Unlike Andy Warhol’s grids, where the minute imperfections separate them from the mass-produced products as seen in our supermarkets, Nielsen welcomes and astonishingly embraces chance operations, not knowing the content of the submitted selfies, rather only knowing that each would be painted within his pre-established 23 1/2 x 36 inch vertical format. This admittance of chance operations evokes an ideal of self-correcting democracy, for democracy itself was never meant to be a permanent condition of governing or a fixed social and political system. Nielsen, using this sensitive and compassionate perspective, grants life experience to enter art instead of art informing life. In addition to the differences in each portrait, be it scale, depth of field, angles, or notably the design variance in face masks that both obscure the face yet constitute the individual freedom of expression of each of the subjects, what we see in this particular ensemble is how Nielsen takes an ecstatic liberty to explore different backgrounds, so while on one hand he attenuates the faces of the sitters,each is treated with a distinct aura of their personality and spirit.
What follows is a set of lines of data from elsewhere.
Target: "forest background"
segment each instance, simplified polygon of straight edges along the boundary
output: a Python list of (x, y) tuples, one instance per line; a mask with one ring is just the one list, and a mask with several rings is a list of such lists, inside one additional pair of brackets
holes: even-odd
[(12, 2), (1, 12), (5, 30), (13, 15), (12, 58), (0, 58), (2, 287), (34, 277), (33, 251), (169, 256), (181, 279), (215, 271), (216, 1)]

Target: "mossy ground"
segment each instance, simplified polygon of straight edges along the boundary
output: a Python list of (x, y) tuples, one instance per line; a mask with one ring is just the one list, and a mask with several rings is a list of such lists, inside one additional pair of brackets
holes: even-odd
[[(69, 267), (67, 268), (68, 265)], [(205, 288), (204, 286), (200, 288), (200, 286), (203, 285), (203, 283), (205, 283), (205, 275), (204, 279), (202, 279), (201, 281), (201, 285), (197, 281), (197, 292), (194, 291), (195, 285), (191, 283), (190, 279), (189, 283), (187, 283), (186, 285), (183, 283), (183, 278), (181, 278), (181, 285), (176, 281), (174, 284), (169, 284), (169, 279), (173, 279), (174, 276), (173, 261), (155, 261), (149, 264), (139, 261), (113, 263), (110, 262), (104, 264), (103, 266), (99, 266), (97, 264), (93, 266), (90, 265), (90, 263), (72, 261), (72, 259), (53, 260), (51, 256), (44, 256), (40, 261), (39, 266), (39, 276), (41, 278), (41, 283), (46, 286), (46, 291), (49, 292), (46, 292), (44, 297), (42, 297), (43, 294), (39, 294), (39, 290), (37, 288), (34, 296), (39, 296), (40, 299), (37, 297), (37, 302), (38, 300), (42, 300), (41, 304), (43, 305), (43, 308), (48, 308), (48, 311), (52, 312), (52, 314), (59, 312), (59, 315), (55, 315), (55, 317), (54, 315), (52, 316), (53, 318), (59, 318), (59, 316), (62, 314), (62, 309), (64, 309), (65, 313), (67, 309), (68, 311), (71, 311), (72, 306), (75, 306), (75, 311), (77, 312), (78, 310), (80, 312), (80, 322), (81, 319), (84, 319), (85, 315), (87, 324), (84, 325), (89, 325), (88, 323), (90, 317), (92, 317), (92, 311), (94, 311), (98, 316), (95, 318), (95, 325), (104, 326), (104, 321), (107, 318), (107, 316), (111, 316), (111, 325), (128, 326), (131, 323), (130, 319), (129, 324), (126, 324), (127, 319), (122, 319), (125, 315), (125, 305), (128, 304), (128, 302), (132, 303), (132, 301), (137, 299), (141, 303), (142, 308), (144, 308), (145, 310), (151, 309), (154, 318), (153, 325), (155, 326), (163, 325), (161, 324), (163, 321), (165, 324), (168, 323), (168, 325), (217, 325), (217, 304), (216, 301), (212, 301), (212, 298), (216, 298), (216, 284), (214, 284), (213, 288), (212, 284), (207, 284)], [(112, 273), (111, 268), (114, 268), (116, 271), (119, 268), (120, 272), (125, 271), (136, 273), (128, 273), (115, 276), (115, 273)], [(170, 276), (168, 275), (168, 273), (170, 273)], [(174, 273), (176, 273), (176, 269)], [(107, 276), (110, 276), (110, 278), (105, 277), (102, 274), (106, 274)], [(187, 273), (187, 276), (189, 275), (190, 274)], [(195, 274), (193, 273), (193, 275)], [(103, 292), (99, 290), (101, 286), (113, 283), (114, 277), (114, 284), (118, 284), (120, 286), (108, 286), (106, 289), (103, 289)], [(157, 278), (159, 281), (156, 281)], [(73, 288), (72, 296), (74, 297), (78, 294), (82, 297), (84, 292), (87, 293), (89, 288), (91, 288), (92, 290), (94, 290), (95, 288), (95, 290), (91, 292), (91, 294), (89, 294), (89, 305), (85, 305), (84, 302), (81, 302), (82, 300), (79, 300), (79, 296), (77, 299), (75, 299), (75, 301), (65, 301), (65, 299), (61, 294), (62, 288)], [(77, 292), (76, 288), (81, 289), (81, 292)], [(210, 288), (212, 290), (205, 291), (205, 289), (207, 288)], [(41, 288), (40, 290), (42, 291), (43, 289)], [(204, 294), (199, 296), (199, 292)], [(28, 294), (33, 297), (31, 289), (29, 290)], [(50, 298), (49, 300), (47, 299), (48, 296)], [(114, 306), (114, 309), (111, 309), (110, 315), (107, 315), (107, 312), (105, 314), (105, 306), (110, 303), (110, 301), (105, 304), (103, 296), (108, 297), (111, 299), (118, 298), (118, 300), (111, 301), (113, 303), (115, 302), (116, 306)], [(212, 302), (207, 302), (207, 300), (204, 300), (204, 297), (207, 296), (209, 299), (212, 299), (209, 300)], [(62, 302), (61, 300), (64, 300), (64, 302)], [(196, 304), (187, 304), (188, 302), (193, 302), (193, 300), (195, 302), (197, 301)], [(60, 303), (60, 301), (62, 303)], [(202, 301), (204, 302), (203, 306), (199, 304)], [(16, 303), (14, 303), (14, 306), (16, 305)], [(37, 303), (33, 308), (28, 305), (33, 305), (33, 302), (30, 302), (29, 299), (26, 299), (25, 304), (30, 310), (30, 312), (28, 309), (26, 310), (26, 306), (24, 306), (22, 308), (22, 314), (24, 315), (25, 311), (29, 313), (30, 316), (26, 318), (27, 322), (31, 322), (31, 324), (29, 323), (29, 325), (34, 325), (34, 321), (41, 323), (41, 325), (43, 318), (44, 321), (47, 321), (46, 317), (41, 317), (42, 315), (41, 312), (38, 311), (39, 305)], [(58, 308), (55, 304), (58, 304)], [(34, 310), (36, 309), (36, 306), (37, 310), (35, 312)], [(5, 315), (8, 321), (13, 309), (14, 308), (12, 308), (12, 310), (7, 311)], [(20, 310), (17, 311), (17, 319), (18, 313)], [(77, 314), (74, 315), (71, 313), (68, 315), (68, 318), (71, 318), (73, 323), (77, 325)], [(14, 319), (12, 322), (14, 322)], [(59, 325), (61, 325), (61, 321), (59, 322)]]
In the midst of what we’ve been experiencing during this historic pandemic together as a nation and as individuals, the fragility of our democracy has not been so amplified since the Civil War in the 1860s, the Great Depression in the 1930s, or the civil unrest of the late 1960s. Richard Nielsen’s transitory portraits offer a profound optimism and a reminder that instead of coercing our Americans into a “melting pot,” or the opposite, by dividing them as insular groups against one another, we should think of ourselves as instruments that each have a unique sound that when brought together can play harmoniously in the symphony of humanity.